Islamic State struck the crowded gates of Kabul airport in a suicide bomb attack on Thursday, killing scores of civilians and at least 13 US troops.

This, along with public remarks by the US Federal Reserve’s hawkish wing urging the central bank to begin paring bond purchases contributed to Wall Street closing slightly lower, ending a streak of all-time closing highs.

The Dow Jones Industrial Average fell 0.54 per cent, the S&P 500 lost 0.58 per cent, and the Nasdaq Composite dropped 0.64 per cent.

Dallas Fed President Robert Kaplan said he believed the progress of economic recovery warrants tapering of the Fed’s asset purchases to commence in October or shortly thereafter, following earlier comments from St. Louis Fed President James Bullard, who said the central bank was “coalescing” around a plan to begin tapering.

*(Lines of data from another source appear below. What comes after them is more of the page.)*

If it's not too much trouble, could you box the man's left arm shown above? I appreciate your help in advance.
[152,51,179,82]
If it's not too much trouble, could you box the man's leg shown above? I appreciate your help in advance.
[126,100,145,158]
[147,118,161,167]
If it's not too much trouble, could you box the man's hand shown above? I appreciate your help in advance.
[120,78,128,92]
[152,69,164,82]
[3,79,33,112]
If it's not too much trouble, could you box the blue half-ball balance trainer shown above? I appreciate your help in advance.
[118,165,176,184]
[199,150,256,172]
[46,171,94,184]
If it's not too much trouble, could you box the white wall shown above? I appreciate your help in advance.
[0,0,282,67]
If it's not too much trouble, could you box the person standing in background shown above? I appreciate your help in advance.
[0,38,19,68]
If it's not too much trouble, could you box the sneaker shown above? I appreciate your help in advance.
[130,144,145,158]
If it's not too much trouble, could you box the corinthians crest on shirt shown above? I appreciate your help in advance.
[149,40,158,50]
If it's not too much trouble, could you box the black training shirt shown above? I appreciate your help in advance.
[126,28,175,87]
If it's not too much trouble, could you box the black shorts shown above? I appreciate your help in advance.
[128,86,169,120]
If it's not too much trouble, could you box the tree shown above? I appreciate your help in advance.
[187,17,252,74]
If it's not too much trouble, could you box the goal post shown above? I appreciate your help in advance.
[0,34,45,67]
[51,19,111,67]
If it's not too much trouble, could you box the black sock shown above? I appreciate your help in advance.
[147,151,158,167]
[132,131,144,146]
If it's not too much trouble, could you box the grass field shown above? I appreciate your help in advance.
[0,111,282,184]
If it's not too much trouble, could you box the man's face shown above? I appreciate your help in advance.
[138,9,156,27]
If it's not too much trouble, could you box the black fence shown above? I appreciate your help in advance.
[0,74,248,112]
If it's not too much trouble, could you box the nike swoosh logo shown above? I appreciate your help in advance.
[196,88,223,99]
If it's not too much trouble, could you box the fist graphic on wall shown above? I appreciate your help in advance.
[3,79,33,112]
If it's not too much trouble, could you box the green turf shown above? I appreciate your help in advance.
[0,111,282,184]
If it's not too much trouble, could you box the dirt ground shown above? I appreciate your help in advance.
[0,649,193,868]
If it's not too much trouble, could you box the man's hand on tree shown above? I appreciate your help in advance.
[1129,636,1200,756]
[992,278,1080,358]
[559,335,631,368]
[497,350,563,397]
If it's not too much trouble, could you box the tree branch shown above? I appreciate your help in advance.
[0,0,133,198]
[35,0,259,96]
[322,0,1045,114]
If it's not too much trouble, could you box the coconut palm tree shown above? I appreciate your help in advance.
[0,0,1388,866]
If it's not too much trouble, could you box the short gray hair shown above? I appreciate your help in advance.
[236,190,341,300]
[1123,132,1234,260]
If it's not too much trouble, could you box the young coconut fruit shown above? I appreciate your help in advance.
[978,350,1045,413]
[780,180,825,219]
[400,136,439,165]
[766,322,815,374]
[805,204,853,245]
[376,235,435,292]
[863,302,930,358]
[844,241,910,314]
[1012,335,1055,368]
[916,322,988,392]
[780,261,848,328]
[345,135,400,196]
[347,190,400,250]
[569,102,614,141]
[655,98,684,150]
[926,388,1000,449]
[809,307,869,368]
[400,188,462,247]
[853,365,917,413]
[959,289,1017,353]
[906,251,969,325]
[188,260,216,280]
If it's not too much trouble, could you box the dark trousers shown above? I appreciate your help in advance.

Early in Asian hours, US stock futures, the S&P 500 e-minis, were flat.

The yield on benchmark 10-year Treasury notes was 1.3441 per cent down from a two-week high of 1.375 per cent set the day before, as traders were cautious ahead of Powell’s speech.

The dollar when measured against a basket of currencies has gained a little from Thursday’s lows. The euro traded at $US1.1747 ($A1.6202), having eased from the previous day’s high of $US1.1779 ($A1.6246) as a survey showed weaker consumer sentiment in Germany.

US crude ticked up 0.34 per cent to $US67.65 ($A93.31) a barrel. Brent crude rose 0.25 per cent to $US71.27 ($A98.30) per barrel, resuming this week’s rally after taking a rest on Thursday, as energy companies began shutting production in the Gulf of Mexico ahead of a potential hurricane forecast to hit on the weekend.